So known and been with DP for 18 months, have discussed moving in and so on, not yet but in a year or so time, I have a house rented out, out of town/seafront, 15 minute drive, next to supermarket, nature reserve, saving rent to finalise the house, when I wish to move into it. So enough to do all I want to bring it up to my standard of living.
We agreed DP likes house, area, the fact it close to my mum, and 15 minute drive to airport, good transport locations, hour to London via train, in south east, no mortgage, just bills, agreed he would be willing to move here and see how it goes, and he would look into jobs in the area to get experience before heading to London big city (ATT/ACCA) and is 30 minutes drive back to his area, family. Has even discussed what he would like to do to house, in contributing to increasing value and kitchen, outside office for his family business and when he becomes self employed hopefully as accountant.
DP situation He owns farm with Sibling, and newly built house, and owns his own cottage, a lot of work is required and is very small, would need extension, and I wouldn’t be allowed any views or adding value to it, as it part of family business/farm. Was absolutely looking into what rent income he could received and how he would go about explaining and telling sibling his wishes. How he wouldn’t be happy if sibling didn’t let him keep full rental income, in my mind we discussed this and he was confident and wanted and expressed in many ways he happy to move in with me, I didn’t say forever.
DP has now changed tune saying he doesn’t wish to leave farm, and that if he gets money he will be extended the cottage and making the much need alterations, shocked isn’t the word! Pretty devastated, knowing my mental health he was expecting my health and friends and the fact it busy and stuff to do no isolation, I cant drive far, that he feels out of nowhere he can lump this on me, and where do we go from here, he knew from quite early on I wouldn’t enjoy living on the farm and would become unhealthy.
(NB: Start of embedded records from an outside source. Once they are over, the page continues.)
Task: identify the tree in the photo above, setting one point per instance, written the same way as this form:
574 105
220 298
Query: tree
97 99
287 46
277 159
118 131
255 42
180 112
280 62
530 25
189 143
I stayed there when he worked 13 hours shifts and yes I can rest, cook watch tv but internet rubbish, can walk but roads aren’t great and only people are his step mum, sibling and family.
AIBU to think DP can not just change his mind after intensive discussions of how we would work it, and he would do all these things, all this was after latest grandparent died , since going to a meeting with sibling to sort out grandparents probate, everything changed, got bad feeling, sibling has changed his mind???